Note additionally that as the components themselves become more complex, the amount of work necessary to integrate those components to the specific needs of the company also increase. The complexity never completely disappears, because that complexity is driven largely by the customization aspect of the equation.


Some programmers will be needed to build the components in the face of changing technology elsewhere; other programmers will be needed to manage the complexity of integrating those components, to handle the customization. I don't care whether your language is C++ or .NET or Java or ___fill-in-the-blank___, that much will remain true. I think as the number of components continue to rise and the capabilities of the components themselves evolve, the focus will shift increasingly to the second group, but I'm not sure their job is necessary any easier, it just works at a larger scope - the requirements gathering and analysis phases, distributed computational systems, and so forth that you mentioned in your first comment. Those are engineering tasks, not manufacturing ones.

Kurt Cagle
2007-07-02 08:52:57
I love your comments, by the way - they tend to focus the mind wonderfully.


I did want to dissect one of your statements in greater detail:


I think the crunch is only a small crack to the back such as the teacher gives to the student to keep them from sleeping during meditation and to invite enlightenment. Otherwise the difference between component building and assembling components is a matter of where one is on the production line. I don't seen any evidence that we will run out of workers.


I'm not a big fan of large corporations, in general. They tend to resemble feudal fiefdoms far too closely for me to take a lot of comfort in their existence. Thus when I hear the talk about labor shortages by companies, I usually take a look at where they are getting there work done first, and by whom.


I do tend to believe that the current crunch is due in part to the dawning realization on the part of the hiring agencies at these corporations that global demand for engineering talent is on the rise, and their ability to bring in lower priced talent from outside is diminishing.

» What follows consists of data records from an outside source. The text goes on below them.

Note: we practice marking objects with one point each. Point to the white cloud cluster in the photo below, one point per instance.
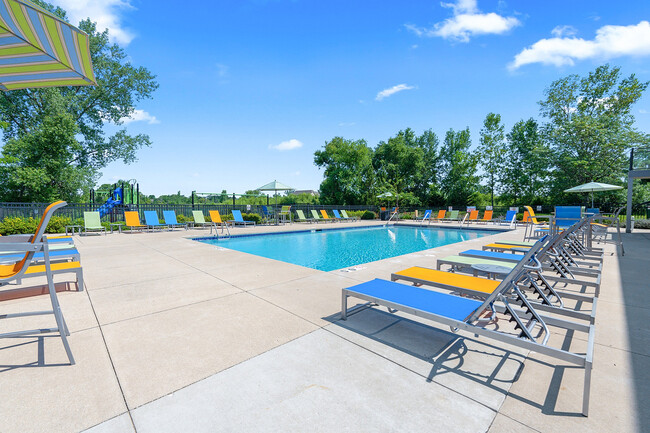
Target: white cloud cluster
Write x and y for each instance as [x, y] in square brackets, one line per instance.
[287, 145]
[106, 13]
[140, 116]
[610, 42]
[392, 90]
[466, 22]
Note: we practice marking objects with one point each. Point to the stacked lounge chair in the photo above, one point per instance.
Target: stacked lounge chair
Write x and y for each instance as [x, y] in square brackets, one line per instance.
[531, 329]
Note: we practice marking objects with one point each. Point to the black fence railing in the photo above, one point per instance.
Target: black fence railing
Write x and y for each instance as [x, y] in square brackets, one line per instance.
[76, 210]
[640, 158]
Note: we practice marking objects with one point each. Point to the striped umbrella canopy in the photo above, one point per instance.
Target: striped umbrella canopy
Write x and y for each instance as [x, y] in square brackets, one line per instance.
[38, 49]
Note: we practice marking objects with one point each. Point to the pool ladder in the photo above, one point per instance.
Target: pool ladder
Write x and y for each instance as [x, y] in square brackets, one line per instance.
[216, 230]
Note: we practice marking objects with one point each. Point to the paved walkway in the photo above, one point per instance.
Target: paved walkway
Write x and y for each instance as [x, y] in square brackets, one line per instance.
[175, 335]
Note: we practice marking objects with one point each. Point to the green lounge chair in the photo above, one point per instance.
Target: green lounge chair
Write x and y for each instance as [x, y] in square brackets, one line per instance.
[239, 219]
[199, 219]
[152, 221]
[284, 214]
[317, 217]
[92, 223]
[301, 217]
[345, 215]
[170, 220]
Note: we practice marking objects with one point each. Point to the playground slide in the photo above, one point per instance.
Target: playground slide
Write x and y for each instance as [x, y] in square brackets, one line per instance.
[111, 202]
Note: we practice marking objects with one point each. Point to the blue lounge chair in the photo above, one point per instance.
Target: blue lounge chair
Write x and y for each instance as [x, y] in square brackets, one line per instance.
[151, 220]
[426, 216]
[170, 220]
[464, 314]
[566, 216]
[55, 256]
[510, 218]
[238, 219]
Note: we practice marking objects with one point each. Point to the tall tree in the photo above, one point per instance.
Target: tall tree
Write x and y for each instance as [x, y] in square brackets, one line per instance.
[82, 149]
[526, 165]
[459, 180]
[492, 150]
[399, 163]
[590, 127]
[349, 175]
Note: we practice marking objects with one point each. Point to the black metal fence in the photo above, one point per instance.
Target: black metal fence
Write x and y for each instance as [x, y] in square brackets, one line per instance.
[76, 210]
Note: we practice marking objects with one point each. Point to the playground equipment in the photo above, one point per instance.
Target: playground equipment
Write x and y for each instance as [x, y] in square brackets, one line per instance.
[121, 194]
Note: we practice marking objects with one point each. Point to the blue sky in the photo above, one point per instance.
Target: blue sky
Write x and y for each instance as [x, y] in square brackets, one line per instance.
[249, 89]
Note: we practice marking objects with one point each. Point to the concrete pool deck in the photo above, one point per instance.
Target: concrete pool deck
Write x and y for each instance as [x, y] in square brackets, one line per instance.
[176, 335]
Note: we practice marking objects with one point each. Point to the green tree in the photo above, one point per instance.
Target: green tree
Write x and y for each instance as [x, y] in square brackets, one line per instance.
[74, 161]
[399, 163]
[34, 166]
[349, 175]
[591, 127]
[492, 150]
[459, 181]
[526, 165]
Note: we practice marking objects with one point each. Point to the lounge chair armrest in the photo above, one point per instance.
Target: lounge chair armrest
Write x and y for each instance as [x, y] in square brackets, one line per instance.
[20, 246]
[16, 238]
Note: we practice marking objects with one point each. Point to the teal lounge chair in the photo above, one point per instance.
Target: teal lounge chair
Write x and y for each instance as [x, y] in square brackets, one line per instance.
[170, 220]
[199, 219]
[318, 218]
[151, 220]
[238, 219]
[301, 217]
[92, 223]
[338, 216]
[453, 216]
[346, 216]
[426, 216]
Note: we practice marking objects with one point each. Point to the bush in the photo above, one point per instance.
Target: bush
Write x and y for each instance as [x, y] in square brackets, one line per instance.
[642, 224]
[22, 226]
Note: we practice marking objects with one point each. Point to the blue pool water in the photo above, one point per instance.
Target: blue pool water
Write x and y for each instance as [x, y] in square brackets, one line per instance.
[327, 250]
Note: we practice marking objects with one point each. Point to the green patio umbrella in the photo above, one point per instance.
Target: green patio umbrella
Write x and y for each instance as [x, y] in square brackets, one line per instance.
[592, 187]
[275, 186]
[38, 49]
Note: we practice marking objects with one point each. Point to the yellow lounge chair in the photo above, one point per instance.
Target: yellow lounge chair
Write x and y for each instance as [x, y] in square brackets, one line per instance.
[325, 216]
[133, 220]
[17, 271]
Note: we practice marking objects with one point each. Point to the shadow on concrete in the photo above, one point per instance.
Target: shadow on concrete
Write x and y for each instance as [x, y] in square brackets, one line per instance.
[473, 359]
[40, 353]
[28, 292]
[633, 268]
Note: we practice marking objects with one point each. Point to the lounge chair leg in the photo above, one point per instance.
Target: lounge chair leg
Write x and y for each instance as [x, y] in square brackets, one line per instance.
[587, 388]
[56, 309]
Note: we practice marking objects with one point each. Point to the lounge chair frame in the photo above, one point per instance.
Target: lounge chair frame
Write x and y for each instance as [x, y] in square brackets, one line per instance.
[36, 244]
[525, 340]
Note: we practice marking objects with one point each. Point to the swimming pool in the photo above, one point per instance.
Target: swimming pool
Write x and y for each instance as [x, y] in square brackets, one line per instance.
[331, 249]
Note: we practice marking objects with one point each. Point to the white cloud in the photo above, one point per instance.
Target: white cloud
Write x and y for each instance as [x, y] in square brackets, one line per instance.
[392, 90]
[610, 42]
[106, 13]
[140, 116]
[467, 21]
[564, 31]
[287, 145]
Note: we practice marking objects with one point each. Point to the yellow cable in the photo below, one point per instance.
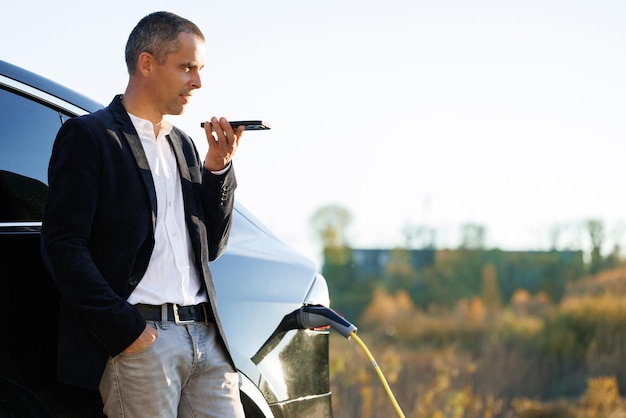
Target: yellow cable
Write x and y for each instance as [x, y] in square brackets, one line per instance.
[380, 374]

Moreover, demand tends to beget supply, though I suspect that, just as in the case of the oil companies not building up their infrastructure at times where demand is low (because they spent money on fancy buildings, extravagant parties, etc. when the money was there), their ability to move people through the hiring pipeline is currently fairly impaired.


Will the pendulum swing the other way? Certainly, though not for some years yet. There was a huge glut of people that entered IT in the mid-1990s, most driven by IPO madness, just as there was a huge glut of people that entered into real estate services in the early part of this decade. IT had a fairly significant shaking out during the tech winter (just as it's probably not a good time to be in mortgage banking right now). This glut coincided with the rise of the Internet, the rise of component oriented software development, the dramatic increase in the number of powerful PCs, and not coincidentally the entry of the GenXers into the marketplace.


We're now just off the peak of that population wave, heading down. There's a minor peak - the grandchildren of the boomers, on its way in about seven years, and the children of the GenXers, the Millenial babies, are now in second grade (my youngest was born in 2000, so she's at the very forefront of that next generation), so they'll enter the workforce in significant numbers in 2020.


Significantly, both of these peaks are actually smaller than the boomers (the millennial generation is significant in that it occurred at a time when the birth rate fell below the replacement rate), though because they overlap somewhat, you'll actually have two pulses spaced about five years apart with a plateau (and maybe a minor secondary peak) in between them. Thus, things ought to look pretty good for programmers in general for the next five to seven years on demographics alone.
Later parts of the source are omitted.